The flavors of India and the tradition of Latin America combine forces at Bombole

A samosa is a fried pastry filled with spiced goodness that got its start in Africa and China, but became a staple in Arab and Indian territories. Today we usually find them in Indian restaurants and, depending on where you go, they are fairly small, handheld crispy bags of yum. Empanadas can be traced back as far as the 14th century in Spain, similar to the samosa, but are larger and packed with Latin American flavors ranging from sweet to savory.

It took a Honduran native and Tucson transplant by the name of Jackie Sharma to mash the two fairly similar items together and set up shop downtown. In fact, she moved into the space next to Ike's Coffee, a business she already co-owns with her husband, who just happens to be Indian.

"Originally he is from Scotland but his family is from Punjab," Sharma says. "He is a very picky eater and makes sure that I am cooking traditional Indian. We have been married now for 11 years so I think I passed the test."

Bombole opened without a lot of fanfare roughly three months ago and is slowly gaining a loyal following. It's pretty easy to see why. As a fan of both styles of cuisine that Bombole represents, I knew I'd have to check out this downtown empanada joint that was using regional Indian dishes as their filling. I decided to give it at least a month for the eatery to find a groove and waited to hear from friends who have visited. It was a very long month.

After I bit into the Butter Chicken empanada ($3.85), the wait was totally worth it. It took a second to get used to the texture of an empanada surrounding the savory spiced chicken steeped in a lush buttery sauce, a flavor that is irrefutably northern India, but it seamlessly came together. The next second was just fervent bliss. It was chewy with sweetness from the dough but also a little spicy. Sharma says she has Indian customers who claim the food is a bit mild for them. But she has settled on appealing to a wider audience, especially for the downtown lunch crowd.
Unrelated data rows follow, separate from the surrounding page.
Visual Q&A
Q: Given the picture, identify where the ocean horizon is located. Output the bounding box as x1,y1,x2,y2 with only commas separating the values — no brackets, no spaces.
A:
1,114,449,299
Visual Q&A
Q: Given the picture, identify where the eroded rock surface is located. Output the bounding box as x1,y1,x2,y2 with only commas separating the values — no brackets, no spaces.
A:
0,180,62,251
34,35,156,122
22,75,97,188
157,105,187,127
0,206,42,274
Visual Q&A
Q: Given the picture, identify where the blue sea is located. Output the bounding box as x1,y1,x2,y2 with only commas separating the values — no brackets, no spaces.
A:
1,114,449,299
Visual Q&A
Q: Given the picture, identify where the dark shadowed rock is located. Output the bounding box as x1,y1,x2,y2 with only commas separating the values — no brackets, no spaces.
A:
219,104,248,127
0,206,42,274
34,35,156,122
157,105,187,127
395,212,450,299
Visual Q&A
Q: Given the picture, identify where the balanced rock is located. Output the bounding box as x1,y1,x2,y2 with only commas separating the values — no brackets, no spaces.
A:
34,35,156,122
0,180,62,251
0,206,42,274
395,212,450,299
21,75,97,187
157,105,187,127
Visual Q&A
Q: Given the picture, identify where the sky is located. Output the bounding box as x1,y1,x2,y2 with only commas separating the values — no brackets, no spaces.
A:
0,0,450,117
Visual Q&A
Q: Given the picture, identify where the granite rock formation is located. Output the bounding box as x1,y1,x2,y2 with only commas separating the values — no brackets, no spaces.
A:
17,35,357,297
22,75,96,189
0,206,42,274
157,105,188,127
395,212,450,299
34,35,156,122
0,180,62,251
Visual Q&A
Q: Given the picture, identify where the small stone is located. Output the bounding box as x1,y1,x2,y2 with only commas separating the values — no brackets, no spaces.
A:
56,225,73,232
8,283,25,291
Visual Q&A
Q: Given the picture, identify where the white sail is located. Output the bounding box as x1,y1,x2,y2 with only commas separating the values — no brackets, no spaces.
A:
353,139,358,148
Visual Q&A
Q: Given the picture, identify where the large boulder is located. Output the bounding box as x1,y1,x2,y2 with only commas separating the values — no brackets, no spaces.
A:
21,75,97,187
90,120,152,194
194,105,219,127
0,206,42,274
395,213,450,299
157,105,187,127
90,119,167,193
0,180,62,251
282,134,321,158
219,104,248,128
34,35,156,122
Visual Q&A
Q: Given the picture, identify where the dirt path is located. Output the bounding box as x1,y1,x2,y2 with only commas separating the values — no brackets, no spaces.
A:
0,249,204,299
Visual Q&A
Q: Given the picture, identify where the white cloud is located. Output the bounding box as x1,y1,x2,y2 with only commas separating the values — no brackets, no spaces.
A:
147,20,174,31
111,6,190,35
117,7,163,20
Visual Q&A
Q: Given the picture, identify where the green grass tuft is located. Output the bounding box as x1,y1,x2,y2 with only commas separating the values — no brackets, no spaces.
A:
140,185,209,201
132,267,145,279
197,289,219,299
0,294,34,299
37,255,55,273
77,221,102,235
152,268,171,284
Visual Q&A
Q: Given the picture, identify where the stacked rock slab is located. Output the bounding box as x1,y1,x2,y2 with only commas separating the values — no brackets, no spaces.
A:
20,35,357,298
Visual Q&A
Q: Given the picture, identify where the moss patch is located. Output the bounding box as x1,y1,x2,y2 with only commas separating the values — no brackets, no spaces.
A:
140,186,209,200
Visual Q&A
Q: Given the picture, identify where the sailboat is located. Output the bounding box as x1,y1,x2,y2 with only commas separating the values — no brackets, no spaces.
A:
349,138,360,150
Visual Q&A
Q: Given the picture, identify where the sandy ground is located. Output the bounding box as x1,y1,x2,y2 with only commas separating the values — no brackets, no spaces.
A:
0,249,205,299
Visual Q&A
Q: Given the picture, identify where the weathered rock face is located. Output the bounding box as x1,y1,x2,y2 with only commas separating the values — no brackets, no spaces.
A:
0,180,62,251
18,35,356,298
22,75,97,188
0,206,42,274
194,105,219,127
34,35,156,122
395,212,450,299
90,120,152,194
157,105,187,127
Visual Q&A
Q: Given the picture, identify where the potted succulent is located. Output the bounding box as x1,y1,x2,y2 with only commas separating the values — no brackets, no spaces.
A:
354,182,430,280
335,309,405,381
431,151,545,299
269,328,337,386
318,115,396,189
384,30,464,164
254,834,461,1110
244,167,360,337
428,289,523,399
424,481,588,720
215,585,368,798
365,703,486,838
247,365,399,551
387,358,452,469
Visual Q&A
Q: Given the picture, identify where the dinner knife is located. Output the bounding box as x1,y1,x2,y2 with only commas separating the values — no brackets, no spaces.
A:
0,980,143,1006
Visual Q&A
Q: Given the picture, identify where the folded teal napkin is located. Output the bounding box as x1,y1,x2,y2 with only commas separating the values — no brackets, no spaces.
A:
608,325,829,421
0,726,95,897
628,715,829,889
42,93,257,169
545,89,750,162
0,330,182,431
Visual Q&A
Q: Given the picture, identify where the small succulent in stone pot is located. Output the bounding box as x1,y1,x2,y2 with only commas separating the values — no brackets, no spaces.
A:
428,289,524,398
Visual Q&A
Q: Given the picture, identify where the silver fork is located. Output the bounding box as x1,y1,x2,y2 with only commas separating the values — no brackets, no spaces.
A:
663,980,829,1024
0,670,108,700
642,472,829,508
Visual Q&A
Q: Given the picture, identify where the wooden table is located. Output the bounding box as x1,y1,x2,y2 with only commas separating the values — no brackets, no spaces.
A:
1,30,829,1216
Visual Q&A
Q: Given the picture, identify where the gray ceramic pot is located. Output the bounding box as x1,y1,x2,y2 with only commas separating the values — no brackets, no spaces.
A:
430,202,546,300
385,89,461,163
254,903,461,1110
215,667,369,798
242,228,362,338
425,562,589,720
"My mother-in-law is a great cook so she has the final say in what I do," Sharma says. "The recipes inside are very authentic. She is there to make sure I do a good job. As much as she wants to try all of my dishes, she is vegetarian, so she just takes my word on the meat fillings."

The spice you might be missing from the empanadas can easily be rectified by one of Bombole's specialty sauces. They range from the relatively calm of the cilantro sauce to the mid-range pop of the mint chutney to a rich creamy tomato tang coming from the tikka masala. Whereas the empanadas are tight pouches for on-the-go customers who want to avoid drip stains, the sauces invite you to get messy. In fact, Sharma even has suggested pairings. She likes the cilantro sauce to even out the fattiness and heat from the Pork Curry ($3.85) or the mint chutney to add character to the peas and potatoes in the Aloo Matar ($3.85).

Not everything at Bombole is Indian-centric. Sharma added a family cabbage salad ($1.25) she brought over from Honduras that she finishes with a light aromatic cilantro lemon vinaigrette. It stands out among the other side dishes, such as curried lentils and basmati rice, but just like the empanadas, the marrying of two distinct cultures is harmonious.

With a daughter suffering from gluten intolerance, Sharma says they keep gluten-free options on the menu.

"We use dosa batter, which is lentil based, essentially the same dough that is used to make injera bread," she says. "With that, our vegetarian options become vegan, except for the paneer, which has cheese. I just wanted something new for downtown seeing as there is really no Indian food options here. It's just great feeding people and I love feeding people quality food, real food.